Darwin and data warehouse projects

Sreedhar Srikant writes about the importance of the logical data model in a data warehouse project in DM Review. This well-written article describes the process of building a model, highlights five pitfalls and suggests some ways of avoiding them.  It is in this last area that I feel the article could be enhanced.  In my experience there are two serious dangers that a data warehouse project faces that go beyond issues of project problems like trouble agreeing on a model.  These are:

(a)   The project gets insufficient business buy-in through lack of a well-articulated and robust business case

(b)   The project takes too long to deliver, making it vulnerable to budget cutbacks since it has not shown tangible benefit early enough.

I am constantly surprised how often IT projects in major corporations seem to get off the ground without a strong business case.  IT projects compete for capital in a company with many other project proposals, and so it can be a Darwinian process when times get tough: projects with the strongest business case and sponsorship will survive.  As a minimum, the project needs to set out the expected returns that it will make, set against the project costs, over a three year (sometimes five year) period.  A simple example is shown below:

Costs:  $3M one-off, $2.16M annual

Benefits: $5M from year 2 onwards, with $2M only in year 1.

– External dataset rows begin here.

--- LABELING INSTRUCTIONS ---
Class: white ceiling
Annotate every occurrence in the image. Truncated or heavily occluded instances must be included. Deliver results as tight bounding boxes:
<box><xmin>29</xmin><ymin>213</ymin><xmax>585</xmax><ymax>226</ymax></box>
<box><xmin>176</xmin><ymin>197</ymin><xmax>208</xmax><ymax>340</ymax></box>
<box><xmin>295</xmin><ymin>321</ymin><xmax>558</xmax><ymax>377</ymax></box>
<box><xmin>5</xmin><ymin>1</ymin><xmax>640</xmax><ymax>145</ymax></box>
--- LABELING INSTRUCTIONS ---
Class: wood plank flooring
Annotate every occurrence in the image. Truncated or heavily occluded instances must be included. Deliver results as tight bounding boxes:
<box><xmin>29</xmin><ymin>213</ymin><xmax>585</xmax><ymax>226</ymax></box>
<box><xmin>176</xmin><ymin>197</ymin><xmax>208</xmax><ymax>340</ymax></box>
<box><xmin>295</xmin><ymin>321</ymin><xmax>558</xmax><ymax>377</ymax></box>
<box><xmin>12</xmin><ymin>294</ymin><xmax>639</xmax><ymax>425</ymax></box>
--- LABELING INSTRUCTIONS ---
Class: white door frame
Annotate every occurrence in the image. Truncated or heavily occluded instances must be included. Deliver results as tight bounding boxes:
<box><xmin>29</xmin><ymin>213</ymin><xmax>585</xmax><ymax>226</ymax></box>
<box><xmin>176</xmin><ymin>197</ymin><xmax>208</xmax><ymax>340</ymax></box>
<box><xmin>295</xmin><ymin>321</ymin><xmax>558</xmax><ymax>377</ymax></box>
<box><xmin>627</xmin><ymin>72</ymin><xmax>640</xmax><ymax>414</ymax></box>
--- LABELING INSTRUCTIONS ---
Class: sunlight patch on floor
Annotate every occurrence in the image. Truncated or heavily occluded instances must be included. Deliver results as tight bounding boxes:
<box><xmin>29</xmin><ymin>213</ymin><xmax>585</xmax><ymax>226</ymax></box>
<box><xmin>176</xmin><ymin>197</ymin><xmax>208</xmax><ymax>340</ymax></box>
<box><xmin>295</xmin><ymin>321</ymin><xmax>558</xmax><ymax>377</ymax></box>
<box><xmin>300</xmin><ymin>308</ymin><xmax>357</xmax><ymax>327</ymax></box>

In this instance the project costs $3M to deliver and just over $2M to support each year (a Data Warehouse Institute survey showed that the average data warehouse costs 72% of its build costs to support every year).  Against this are some benefits as shown.  In this instance the project is tolerably attractive, since it has a positive net present value (USD $536k using a typical 18% discount rate) and a decent 27% IRR, though its payback period is a little slow.  However, while not stellar, it is respectable as cases go, and it is at least written in the language of business. 

What might the project benefits be?   These will vary from project to project and from industry to industry, but examples might include either profit-enhancing benefits, such as reduced customer churn or improved pricing ability, or cost reductions such as fewer misplaced deliveries due to improved data quality, or better procurement margins to due to improved understanding of supplier spend.  In order to articulate these you need to find a business sponsor, preferably one who has a problem related to poor information.  Trust me; you should not have to look too far in a big company for one of these. 

Having a business case that is properly set out will act as a safety net when project reviews happen, and reduce the chances of a project being cancelled when the knives come out. 

The second thing that can help your project is to deliver something tangible early.  Traditional waterfall methodologies, often used by large systems integrators, are not always well suited to data warehouse projects, where requirements are often rather loose.  The average data warehouse project takes 16 months to deliver according to TDWI, and that is a long time in this turbulent world when management has its budgets adjusted and people are looking for projects to cut.  If your project can deliver something meaningful quickly i.e. a piece of the overall problem, then your project sponsor has a lot better chance of defending the project.  If all the review committee can see is costs then things will be harder.  Many real projects I have been involved with have been killed in this way.

One way to improve your odds of delivering something quickly is to use a data warehouse package, where at least some of the functionality is already pre-built for you.  Packages may or may not be cheaper than custom-build, but they should be quicker.  If you can pick off a chunk of the project and deliver reports back to the sponsor that add value early on then the project is much more likely to survive than one that is still delivering a grand enterprise logical data model. These days there are several packaged or semi-packaged alternatives to custom build.  A good overview of the packaged data warehouse market was done this year by Bloor and can be downloaded for free here.  

By developing a robust business case and by delivering benefits iteratively your project greatly improves its chances of survival.  When the budget sharks come circling, it is nice to have a life raft.